Kkakdugi, or Korean radish kimchi, is a common banchan (side dish) served with meals such as galbijjim (korean braised short ribs), gomtang (oxtail soup), or tonkatsu (fried pork cutlet). But it’s delicious with any meal, any day of the week, in my humble opinion! (And it has a delightfully scatalogical-sounding name, which pleases my inner 12-year old endlessly. Pronunciation: cock-dooki. LOL.)
Being a kimchi, it is a salted, fermented, (aka pickled) vegetable – and the result is a tangy, spicy, crispy, salty and a tiny bit sweet, refreshing bite that’s chock full of health benefits such as probiotics, vitamins and fiber. It’s got the umami factor in spades, and it’s easier than easy (and super affordable) to make!
Impress your friends, family, and your own mouth with a scrumptious batch of homemade Kkakdugi!
What you’ll need:
1 lb Korean Radish (aka Mu) – cut into 1″ cubes (choose a heavy radish with smooth skin. the higher the ratio of white skin to green skin, the sweeter the radish will taste.) NOTE: if you can’t find Mu, you can substitute Daikon, which is widely available. But if you can get proper Mu, it’s a bit sweeter and more nuanced in flavor.
1 Tbs Kosher Salt
1 Tbs Honey (or sweetener of your choice)
3-4 Cloves Garlic – finely chopped
1 tsp Ginger – finely chopped
1/3 cup Gochugaru powder (korean red chili flakes.) There is no substitution for this, but if you can’t find them in your local asian grocery, you can order them on amazon.
2 Tbs Fish Sauce (I love this brand, because it’s just fish, salt, and water – wayyy less additives than others.
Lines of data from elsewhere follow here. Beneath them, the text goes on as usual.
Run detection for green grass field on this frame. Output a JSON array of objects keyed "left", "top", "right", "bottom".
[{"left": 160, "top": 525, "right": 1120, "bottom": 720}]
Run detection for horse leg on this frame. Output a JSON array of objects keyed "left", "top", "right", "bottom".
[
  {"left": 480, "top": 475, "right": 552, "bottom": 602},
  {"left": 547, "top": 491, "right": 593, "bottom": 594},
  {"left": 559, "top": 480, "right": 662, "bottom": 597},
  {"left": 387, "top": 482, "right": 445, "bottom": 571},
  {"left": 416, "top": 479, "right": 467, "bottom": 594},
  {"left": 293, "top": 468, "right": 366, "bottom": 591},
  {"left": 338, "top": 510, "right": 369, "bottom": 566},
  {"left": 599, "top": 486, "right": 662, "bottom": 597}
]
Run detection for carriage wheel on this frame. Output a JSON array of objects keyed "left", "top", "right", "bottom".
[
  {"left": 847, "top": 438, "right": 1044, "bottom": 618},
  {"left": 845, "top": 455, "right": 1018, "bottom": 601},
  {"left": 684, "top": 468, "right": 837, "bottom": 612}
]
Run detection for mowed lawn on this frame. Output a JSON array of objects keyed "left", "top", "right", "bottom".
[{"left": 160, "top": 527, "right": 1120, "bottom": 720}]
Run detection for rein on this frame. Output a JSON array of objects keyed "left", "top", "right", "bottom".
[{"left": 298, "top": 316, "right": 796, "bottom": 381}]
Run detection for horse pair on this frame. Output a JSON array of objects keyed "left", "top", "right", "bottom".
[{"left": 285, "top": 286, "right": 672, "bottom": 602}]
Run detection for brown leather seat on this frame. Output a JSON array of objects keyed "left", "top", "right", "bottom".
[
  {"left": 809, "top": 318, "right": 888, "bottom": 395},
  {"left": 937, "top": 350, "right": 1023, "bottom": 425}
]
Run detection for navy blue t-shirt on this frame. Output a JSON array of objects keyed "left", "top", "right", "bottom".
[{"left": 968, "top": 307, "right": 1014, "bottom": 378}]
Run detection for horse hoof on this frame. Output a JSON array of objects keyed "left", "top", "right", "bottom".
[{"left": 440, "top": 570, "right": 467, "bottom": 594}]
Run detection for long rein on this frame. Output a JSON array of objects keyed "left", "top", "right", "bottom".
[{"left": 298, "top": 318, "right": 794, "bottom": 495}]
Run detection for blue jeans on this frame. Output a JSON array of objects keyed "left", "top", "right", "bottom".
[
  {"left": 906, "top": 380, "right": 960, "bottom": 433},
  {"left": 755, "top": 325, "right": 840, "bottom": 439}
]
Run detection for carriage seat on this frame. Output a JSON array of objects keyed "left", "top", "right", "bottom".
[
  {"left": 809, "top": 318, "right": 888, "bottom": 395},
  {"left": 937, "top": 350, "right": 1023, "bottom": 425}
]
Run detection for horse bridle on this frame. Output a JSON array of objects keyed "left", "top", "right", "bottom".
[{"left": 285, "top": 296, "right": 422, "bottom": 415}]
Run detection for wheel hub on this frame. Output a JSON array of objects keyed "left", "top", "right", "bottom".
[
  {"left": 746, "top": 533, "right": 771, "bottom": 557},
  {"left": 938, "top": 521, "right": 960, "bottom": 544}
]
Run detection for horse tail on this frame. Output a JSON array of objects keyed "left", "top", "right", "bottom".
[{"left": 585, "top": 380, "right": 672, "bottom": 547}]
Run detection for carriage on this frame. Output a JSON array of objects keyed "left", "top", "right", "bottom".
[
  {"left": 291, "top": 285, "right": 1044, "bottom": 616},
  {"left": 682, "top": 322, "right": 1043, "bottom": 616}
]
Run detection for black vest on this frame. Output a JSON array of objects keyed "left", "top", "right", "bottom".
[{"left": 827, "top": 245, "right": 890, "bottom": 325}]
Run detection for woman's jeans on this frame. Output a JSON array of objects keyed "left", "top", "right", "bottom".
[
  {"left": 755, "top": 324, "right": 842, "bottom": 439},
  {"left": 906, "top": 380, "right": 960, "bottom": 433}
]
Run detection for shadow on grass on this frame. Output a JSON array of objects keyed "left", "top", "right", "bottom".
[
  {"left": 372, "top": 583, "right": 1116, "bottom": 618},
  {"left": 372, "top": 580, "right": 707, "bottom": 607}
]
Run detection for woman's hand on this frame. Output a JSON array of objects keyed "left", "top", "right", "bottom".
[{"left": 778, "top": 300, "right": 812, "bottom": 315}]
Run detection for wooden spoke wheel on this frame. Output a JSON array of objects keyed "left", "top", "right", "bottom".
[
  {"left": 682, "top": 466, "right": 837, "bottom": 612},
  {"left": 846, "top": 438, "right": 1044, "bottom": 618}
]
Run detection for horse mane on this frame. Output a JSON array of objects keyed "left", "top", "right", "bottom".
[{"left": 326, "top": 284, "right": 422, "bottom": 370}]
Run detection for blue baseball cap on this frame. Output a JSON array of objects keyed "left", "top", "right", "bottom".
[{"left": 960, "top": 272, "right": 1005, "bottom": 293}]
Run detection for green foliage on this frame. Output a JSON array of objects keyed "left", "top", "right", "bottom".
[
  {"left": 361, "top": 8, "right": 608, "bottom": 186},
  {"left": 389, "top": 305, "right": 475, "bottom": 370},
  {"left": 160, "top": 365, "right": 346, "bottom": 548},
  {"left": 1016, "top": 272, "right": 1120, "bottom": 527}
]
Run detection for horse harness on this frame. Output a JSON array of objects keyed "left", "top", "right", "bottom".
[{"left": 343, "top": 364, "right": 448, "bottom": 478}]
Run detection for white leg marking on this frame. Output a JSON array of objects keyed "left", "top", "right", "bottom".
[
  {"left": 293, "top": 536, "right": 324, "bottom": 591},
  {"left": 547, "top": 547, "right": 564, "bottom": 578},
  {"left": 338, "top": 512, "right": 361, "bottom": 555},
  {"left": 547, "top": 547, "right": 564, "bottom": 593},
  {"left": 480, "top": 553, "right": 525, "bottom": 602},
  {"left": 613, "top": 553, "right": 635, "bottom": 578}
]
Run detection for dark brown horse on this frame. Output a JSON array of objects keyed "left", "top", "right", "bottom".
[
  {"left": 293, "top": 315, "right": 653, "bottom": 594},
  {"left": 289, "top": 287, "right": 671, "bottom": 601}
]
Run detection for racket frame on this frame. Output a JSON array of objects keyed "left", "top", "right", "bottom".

If you can’t find (or stand) fish sauce, you can use soup soy sauce, or simply plain soy sauce.)
What you do:
1. Toss the cubed radish with the salt and honey, until well coated. Set aside for 45-60 minutes.
2. In a separate container, mix together the garlic, ginger, gochugaru, and fish sauce.
3. Drain the radish, reserving 1/3 cup of the liquid and add both to the spice mix. Toss well to coat.
4. Pack the radish into a lidded container, trying to eliminate any air pockets. Loosely place lid on top. ***Don’t put it on tightly, or the container could explode!
5. Leave the kimchi out at room temperature for 1-3 days, depending on your preference. Taste the kimchi once every 1/2 day, and when you feel it’s done, you can transfer it to the refrigerator for storage. We personally prefer ours best when it’s gently fermented, after about 1 full day, but your mileage may vary.
The kimchi will last in your fridge until, basically, the end of time. It will just get more sour, unctuous, and carbonated as it continues to slowly ferment with time. But honestly, this stuff is so damn tasty it won’t last long at all.
PS: my kkakdugi is much more of a brownish-red color than yours will be, so don’t fret. The gochugaru powder I used is from our family estate in Yeoju, and is much less vibrantly fire-engine red than most commercial brands. So expect your finished product to look like cubes of delicious hellfire, friends!